GST pi modulates JNK activity through a direct interaction with JNK substrate, ATF2.

Human GSTpi, an important detoxification enzyme, has been shown to modulate the activity of JNKs by inhibiting apoptosis and by causing cell proliferation and tumor growth. In this work, we describe a detailed analysis of the interaction in vitro between GSTpi and JNK isoforms (both in their inactive and active, phosphorylated forms). The ability of active JNK1 or JNK2 to phosphorylate their substrate, ATF2, is inhibited by two naturally occurring GSTpi haplotypes (Ile105/Ala114, WT or haplotype A, and Val105/Val114, haplotype C). Haplotype C of GSTpi is a more potent inhibitor of JNK activity than haplotype A, yielding 75-80% and 25-45% inhibition, respectively. We show that GSTpi is not a substrate of JNK, as was earlier suggested by others. Through binding studies, we demonstrate that the interaction between GSTpi and phosphorylated, active JNKs is isoform specific, with JNK1 being the preferred isoform. In contrast, GSTpi does not interact with unphosphorylated, inactive JNKs unless a JNK substrate, ATF2, is present. We also demonstrate, for the first time, a direct interaction: between GSTpi and ATF2. GSTpi binds with similar affinity to active JNK + ATF2 and to ATF2 alone. Direct binding experiments between ATF2 and GSTpi, either alone or in the presence of glutathione analogs or phosphorylated ATF2, indicate that the xenobiotic portion of the GSTpi active site and the JNK binding domain of ATF2 are involved in this interaction. Competition between GSTpi and active JNK for the substrate ATF2 may be responsible for the inhibition of JNK catalysis by GSTpi.

Activation by phosphorylation and purification of human c-Jun N-terminal kinase (JNK) isoforms in milligram amounts.

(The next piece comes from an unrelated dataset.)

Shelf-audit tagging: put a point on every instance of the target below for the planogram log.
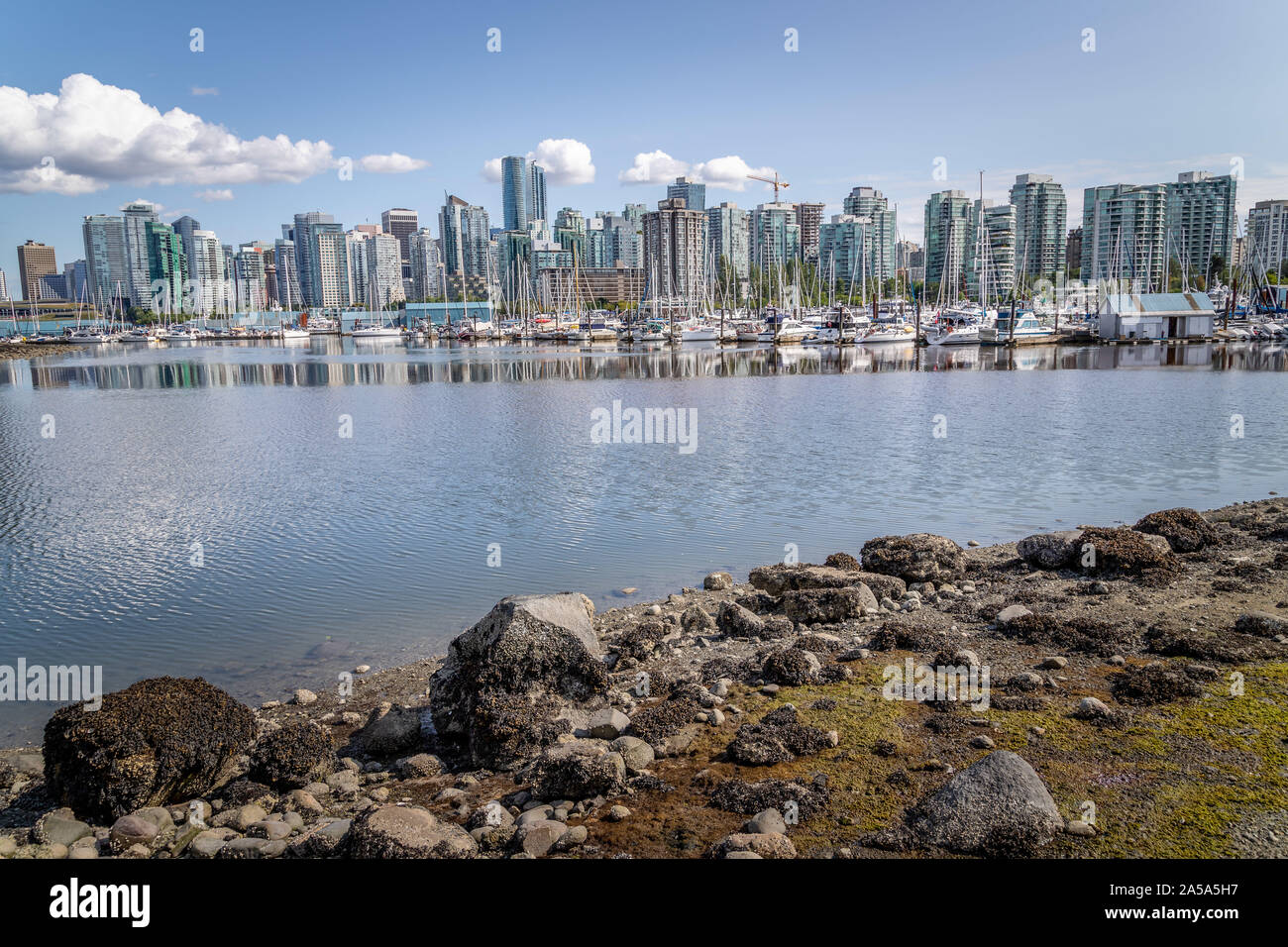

c-Jun N-terminal kinases (JNKs) are part of the mitogen-activated protein kinase (MAPK) signaling cascade. They are activated through dual phosphorylation of two residues in the activation loop, a threonine and a tyrosine, by MAP2 kinases (MKK4 and 7) in response to various extracellular stresses such as UV or osmotic shock, as well as by cytokines and growth factors. Only small amounts of phosphorylated, active JNKs have previously been produced because of difficulties in expressing these phosphorylated kinases in Escherichia coli, which lack the appropriate upstream kinases. We have now established a novel activation and purification method that allows for reproducible production of milligram amounts of active, phosphorylated JNKs suitable for a variety of enzymatic, biophysical and structural characterizations. We utilize N-terminally His-tagged MKK4 that is coexpressed in E. coli with a constitutively active form of MEKK1. This phosphorylated, active His-MKK4 is purified by Ni-NTA chromatography and used to phosphorylate milligram amounts of three different isoforms of human JNKs (JNK1α1, JNK1α2 and JNK2α2) that had separately been expressed and purified from E. coli in their inactive forms. These in vitro activated JNKs are phosphorylated on both residues (T183, Y185) in their activation loops and are active towards their substrate, ATF2.